# Lexmark x342n Unable to scan or print Legal



## Bigyaw (Feb 15, 2008)

"We have a home user with a new Lexmark X342n printer. it seemed to install OK here and tested fine, but once she got home and tried to print from Word, or even print a test page, so got the an error that the document failed to print. It didn't give any helpful information.
I set up the printer again and this time it printed OK.
Now when she tries to scan, she gets this error: "Error Code: 150 Driver Busy."
We uninstalled the printer software from the Control Panel and re-installed, but the same thing happens.
She installed QLink separately as the manual suggested, but when she clicks on it, it tells her that Qlink does not exist.If she opens QLink first then tries to scan, she once again gets the 150 Driver busy error.
It also refuses to recognize the legal size paper in the Manual feed tray.
Can anyone help?:4-dontkno


----------



## kumar01 (Jul 27, 2009)

Hi

Error 150 is a registry error and regcure generally fixes this problem.
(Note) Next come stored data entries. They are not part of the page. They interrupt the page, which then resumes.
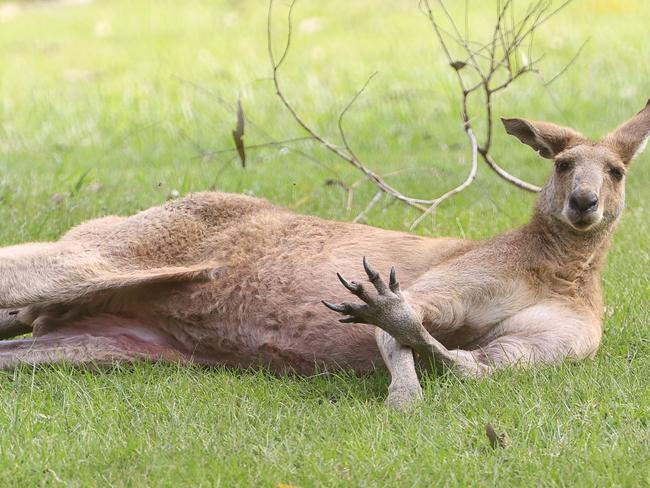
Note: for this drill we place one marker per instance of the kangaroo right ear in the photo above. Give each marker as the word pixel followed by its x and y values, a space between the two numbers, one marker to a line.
pixel 547 139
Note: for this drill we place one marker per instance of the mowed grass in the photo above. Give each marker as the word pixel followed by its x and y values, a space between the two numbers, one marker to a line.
pixel 111 107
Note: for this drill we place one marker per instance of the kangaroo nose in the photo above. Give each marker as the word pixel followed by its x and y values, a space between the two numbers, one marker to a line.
pixel 583 201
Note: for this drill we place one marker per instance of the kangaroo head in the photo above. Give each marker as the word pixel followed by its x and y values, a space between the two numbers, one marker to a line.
pixel 587 187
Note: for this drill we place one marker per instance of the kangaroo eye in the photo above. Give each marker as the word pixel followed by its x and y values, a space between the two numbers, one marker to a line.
pixel 616 173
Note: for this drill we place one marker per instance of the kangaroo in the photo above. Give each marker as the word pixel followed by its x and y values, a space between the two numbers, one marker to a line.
pixel 216 278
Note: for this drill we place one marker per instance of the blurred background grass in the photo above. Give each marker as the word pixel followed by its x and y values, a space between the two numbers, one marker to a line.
pixel 109 107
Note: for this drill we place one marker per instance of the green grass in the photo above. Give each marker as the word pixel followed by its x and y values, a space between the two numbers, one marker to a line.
pixel 108 108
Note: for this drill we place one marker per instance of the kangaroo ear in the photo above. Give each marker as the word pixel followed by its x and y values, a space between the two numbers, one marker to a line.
pixel 630 138
pixel 547 139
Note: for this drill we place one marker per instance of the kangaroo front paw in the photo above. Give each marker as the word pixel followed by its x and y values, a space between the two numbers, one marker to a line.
pixel 387 309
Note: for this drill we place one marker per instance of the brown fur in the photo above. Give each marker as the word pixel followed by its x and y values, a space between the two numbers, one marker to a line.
pixel 229 279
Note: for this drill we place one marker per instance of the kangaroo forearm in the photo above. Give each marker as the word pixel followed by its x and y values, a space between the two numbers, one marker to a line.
pixel 436 311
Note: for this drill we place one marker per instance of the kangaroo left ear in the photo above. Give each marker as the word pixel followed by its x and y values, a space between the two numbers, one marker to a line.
pixel 630 138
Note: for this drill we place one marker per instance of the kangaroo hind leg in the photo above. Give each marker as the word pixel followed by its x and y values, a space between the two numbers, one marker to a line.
pixel 82 350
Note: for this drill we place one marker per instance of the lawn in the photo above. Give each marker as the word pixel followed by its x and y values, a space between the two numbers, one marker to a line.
pixel 110 107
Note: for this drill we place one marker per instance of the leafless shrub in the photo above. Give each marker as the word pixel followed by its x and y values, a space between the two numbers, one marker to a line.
pixel 482 69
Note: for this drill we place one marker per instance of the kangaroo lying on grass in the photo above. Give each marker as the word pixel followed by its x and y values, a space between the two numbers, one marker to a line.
pixel 218 278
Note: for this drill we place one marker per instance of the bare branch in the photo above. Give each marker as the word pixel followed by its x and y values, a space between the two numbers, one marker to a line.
pixel 482 69
pixel 468 181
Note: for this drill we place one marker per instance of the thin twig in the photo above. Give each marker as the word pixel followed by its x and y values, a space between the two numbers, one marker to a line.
pixel 373 202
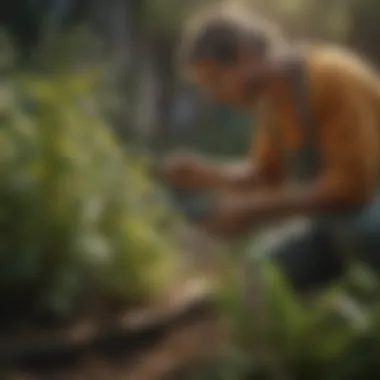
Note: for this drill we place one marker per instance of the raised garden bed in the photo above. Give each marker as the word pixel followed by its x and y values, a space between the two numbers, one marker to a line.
pixel 148 344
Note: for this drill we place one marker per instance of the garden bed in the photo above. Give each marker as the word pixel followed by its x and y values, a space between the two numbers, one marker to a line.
pixel 153 343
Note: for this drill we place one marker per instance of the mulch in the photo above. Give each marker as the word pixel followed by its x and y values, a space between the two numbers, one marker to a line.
pixel 160 342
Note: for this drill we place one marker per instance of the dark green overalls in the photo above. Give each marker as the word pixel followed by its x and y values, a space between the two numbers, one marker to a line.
pixel 317 252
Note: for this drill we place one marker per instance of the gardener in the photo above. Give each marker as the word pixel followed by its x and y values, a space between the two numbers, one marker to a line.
pixel 316 153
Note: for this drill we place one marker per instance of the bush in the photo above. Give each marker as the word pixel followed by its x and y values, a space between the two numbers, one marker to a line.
pixel 76 216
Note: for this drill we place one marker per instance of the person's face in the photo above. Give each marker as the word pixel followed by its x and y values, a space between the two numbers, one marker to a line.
pixel 237 84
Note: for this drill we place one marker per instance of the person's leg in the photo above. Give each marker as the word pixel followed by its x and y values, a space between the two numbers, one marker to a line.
pixel 365 235
pixel 307 256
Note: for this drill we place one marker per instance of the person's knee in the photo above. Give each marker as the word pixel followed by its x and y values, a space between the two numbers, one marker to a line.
pixel 308 260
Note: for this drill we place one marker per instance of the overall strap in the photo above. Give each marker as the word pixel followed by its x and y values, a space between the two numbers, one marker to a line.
pixel 305 162
pixel 309 153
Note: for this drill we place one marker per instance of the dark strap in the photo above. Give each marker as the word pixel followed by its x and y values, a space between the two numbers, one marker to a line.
pixel 305 161
pixel 309 152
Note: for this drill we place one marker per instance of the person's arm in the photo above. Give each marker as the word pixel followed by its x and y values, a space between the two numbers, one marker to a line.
pixel 261 168
pixel 349 151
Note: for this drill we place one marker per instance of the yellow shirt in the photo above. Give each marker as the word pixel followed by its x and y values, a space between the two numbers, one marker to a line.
pixel 344 96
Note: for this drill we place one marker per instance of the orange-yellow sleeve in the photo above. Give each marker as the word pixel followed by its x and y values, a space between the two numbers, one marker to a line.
pixel 265 156
pixel 349 145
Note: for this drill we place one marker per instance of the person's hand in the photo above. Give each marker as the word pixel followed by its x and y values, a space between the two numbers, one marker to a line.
pixel 185 171
pixel 228 218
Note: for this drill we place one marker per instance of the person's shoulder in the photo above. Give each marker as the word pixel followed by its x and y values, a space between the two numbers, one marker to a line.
pixel 334 64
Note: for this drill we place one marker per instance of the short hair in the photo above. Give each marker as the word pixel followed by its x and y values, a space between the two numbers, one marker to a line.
pixel 218 35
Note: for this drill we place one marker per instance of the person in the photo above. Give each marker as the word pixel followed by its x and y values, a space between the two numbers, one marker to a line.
pixel 315 152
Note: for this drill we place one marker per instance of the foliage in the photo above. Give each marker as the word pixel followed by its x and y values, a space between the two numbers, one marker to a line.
pixel 75 214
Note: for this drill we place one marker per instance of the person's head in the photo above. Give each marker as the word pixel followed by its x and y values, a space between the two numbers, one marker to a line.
pixel 227 55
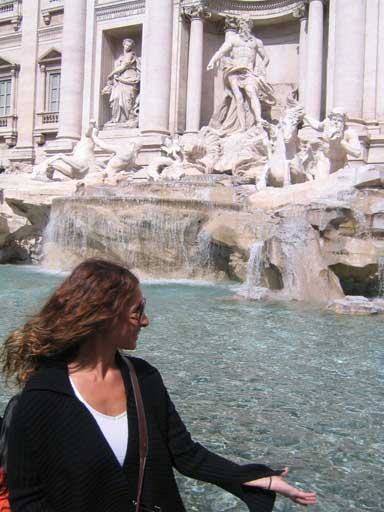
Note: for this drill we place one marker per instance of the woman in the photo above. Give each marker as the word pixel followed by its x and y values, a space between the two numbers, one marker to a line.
pixel 123 85
pixel 73 440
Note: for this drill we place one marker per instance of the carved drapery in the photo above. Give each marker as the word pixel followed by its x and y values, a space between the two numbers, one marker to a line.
pixel 260 8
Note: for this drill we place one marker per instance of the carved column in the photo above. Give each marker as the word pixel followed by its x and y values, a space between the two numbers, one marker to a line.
pixel 196 16
pixel 350 56
pixel 27 81
pixel 72 70
pixel 157 64
pixel 380 65
pixel 302 14
pixel 314 67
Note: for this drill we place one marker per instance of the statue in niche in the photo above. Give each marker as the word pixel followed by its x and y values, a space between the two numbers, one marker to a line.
pixel 337 143
pixel 123 86
pixel 75 166
pixel 245 86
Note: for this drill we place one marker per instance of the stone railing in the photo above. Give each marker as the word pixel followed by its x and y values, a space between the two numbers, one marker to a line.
pixel 10 12
pixel 48 118
pixel 48 123
pixel 255 8
pixel 8 9
pixel 7 123
pixel 8 131
pixel 50 8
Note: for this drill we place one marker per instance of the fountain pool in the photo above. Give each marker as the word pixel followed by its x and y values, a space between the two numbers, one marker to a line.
pixel 281 384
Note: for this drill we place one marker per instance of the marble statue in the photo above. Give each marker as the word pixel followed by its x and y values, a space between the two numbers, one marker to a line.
pixel 75 166
pixel 123 156
pixel 285 166
pixel 338 142
pixel 178 160
pixel 245 86
pixel 123 85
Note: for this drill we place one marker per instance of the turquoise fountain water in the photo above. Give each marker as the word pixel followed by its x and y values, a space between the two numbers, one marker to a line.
pixel 280 384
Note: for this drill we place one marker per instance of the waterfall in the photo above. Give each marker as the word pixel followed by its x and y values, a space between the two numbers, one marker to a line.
pixel 381 276
pixel 253 287
pixel 158 239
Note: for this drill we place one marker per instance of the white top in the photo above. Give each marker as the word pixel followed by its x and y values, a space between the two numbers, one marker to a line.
pixel 114 428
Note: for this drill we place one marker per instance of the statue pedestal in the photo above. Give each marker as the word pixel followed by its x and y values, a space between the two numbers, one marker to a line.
pixel 59 146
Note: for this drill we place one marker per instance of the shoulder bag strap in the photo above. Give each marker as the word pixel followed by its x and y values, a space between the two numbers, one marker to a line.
pixel 143 432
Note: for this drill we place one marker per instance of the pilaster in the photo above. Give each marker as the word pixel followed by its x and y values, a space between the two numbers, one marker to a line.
pixel 195 15
pixel 157 63
pixel 350 56
pixel 72 71
pixel 302 14
pixel 27 82
pixel 314 58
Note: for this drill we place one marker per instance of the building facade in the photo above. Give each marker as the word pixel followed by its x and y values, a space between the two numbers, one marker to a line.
pixel 57 59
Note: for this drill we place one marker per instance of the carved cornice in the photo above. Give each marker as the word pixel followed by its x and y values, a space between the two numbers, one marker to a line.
pixel 197 11
pixel 11 40
pixel 301 11
pixel 255 8
pixel 120 9
pixel 50 33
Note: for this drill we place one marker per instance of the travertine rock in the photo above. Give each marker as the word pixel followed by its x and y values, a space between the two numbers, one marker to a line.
pixel 355 305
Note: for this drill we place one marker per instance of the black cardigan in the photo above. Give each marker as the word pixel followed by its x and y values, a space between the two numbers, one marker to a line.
pixel 59 461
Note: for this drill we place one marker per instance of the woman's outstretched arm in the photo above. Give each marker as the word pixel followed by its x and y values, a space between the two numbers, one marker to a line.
pixel 281 486
pixel 194 460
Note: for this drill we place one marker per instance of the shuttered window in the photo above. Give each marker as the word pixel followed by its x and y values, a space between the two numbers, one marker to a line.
pixel 54 92
pixel 5 97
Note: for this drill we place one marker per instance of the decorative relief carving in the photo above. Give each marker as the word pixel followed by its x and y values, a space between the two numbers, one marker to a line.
pixel 256 8
pixel 301 11
pixel 50 33
pixel 120 9
pixel 231 23
pixel 196 12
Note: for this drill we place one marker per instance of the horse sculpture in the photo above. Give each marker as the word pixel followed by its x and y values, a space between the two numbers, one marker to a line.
pixel 285 166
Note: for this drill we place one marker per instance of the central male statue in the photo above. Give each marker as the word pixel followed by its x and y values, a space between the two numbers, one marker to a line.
pixel 244 81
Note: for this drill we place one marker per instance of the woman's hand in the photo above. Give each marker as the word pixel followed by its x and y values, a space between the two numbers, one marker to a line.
pixel 279 485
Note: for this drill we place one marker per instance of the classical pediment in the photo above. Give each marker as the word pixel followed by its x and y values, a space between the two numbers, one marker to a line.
pixel 6 65
pixel 50 57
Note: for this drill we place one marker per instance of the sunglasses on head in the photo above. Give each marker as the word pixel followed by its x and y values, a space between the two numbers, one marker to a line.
pixel 141 309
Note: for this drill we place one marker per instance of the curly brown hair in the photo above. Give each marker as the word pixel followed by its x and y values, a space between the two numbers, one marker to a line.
pixel 96 292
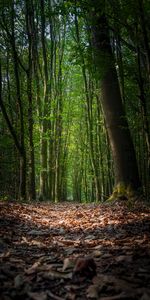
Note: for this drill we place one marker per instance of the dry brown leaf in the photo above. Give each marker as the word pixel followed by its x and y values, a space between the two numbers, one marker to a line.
pixel 38 295
pixel 68 264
The scanner should work fine thereafter


----------



## Riskyone101 (Oct 22, 2008)

Hello and Welcome to TSF,

1. Disconnect printer and turn it off from pc
2. Go to add/remove in control panel and remove any and all driver and software
3. clean disc and temp folders
4. Reboot pc

Go here for driver and software:
http://downloads.lexmark.com/perl/downloads/downloads.cgi

Download all 4 downloads here.

1. Plug in power cord to printer and trun it on
2. Install driver and software
3. Connect USB cable when told to by installation
4. reboot pc
5. Install the 3 remaining installations
6. reboot pc
7. Your done

Note: DO not use any registry cleaning programs as this CAN lead to other problems as well or make it worse.


----------